Dreams Giveaway and Alchemy

Well, for the $2 books (selling on the order of 10 a week), there was no change for sales when I raised the price to $2.99. The effect on "Dreams" the sequel to "Doors" from 99 cents to $2.99 cut actual sales by 35 percent and projected by 50 percent. This resulted in an increase in royalties. What did the fall mean, though? Were a third to half of the people only willing to buy at 99 cents, or was the 99 cent list that much better a form of advertizement? Because the other books didn't decline, my guess is the second. How can I prove this? I intend to give exposure another way--the free give-away. I find that the two day give away number divided by ten is a good estimate of how much a book can sell in a week on the 99 cent shelf.
Therefore, I am giving away "Dreams of the Fallen" Monday and Tuesday to give it a boost. Hopefully, all the titles will get drag from this.

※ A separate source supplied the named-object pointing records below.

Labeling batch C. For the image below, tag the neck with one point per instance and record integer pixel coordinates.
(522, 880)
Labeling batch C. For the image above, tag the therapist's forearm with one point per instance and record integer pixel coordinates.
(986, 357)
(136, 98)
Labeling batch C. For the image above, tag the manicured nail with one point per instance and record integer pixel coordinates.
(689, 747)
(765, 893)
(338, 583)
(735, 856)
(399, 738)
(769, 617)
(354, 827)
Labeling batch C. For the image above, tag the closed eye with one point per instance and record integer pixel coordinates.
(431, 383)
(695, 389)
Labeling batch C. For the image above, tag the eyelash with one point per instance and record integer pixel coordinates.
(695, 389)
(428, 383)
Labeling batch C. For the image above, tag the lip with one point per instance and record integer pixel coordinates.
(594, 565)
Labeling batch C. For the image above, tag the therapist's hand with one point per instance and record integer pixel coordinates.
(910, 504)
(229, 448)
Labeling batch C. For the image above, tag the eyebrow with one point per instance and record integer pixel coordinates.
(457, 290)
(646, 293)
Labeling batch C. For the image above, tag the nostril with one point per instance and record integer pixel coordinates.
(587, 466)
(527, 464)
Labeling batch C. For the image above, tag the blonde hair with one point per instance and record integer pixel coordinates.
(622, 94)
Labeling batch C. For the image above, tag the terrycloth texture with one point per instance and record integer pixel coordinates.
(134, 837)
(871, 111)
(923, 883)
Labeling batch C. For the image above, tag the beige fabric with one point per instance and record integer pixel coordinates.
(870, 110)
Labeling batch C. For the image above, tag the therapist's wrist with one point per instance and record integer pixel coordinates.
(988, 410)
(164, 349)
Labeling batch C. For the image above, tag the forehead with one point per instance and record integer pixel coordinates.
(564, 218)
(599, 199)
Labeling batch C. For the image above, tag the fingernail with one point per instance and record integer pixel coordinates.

What this means long term is that I need to double my sales volume and get health insurance before "full time writer" is an option.

On the new writing front, I'm polishing "Sirius Academy" with help from my friends and inventing new magical rules for "Queen of the Pirates." In the light from the Doors to Eternity, different materials transmute in different ways -- Alchemy. White lotus petals become the precious spirit metal Sesterina. Amber items become hard, unbreakable by spirits. Tiger's eye gems glow for hours when exposed to sunlight. Many things degrade to dust/slime.

Wednesday, May 2, 2012

Price Points and Trolls

After success with my epic fantasy, I am struck by several facts. The primary one being, at under 2.99 a book, Amazon keeps most of the take. Even with a good performer, you can't make a living on the 99 cent shelf. So this week, I'm going to test the elasticity of my prices. I'll keep the best seller the same, at 99 cents, but price book 2 in the series at the sweet spot. This price point would put me at half the price of others on the same search page for "epic fantasy over 4 stars", and still give me 6 times the royalty amount. At the same time, I'll also raise the price on my 1.99 books to $2.99 to see is there is any reduction. Will the trade off make more revenue or kill the climb of the sequel? Stay tuned.

Why is this important? Because at $2 a sale, I could consider doing this full time if my volume got to only 250 a week. I'm at 175 consistently now, the epics are climbing each week, and I have two new releases planned in the next month or so. I can reach this goal, but how many titles will it take? This experiment will help me plan. Right now, there are a lot of opinions but few answers.

If raising above 99 cents kills the climb, should I try to take the current success of "Doors" and "Jezebel" to a traditional publisher? Do I lobby bookstores and more libraries to stock it? Sell it at conventions? What combination would enable me to take the next step? Don't forget that I'll be watching the kids three days a week this summer. What does playing with children have to do with epic fantasy? We read out loud--Sisters Grimm/Fablehaven/Percy Jackson. I play the troll on the trampoline, and they're the goats.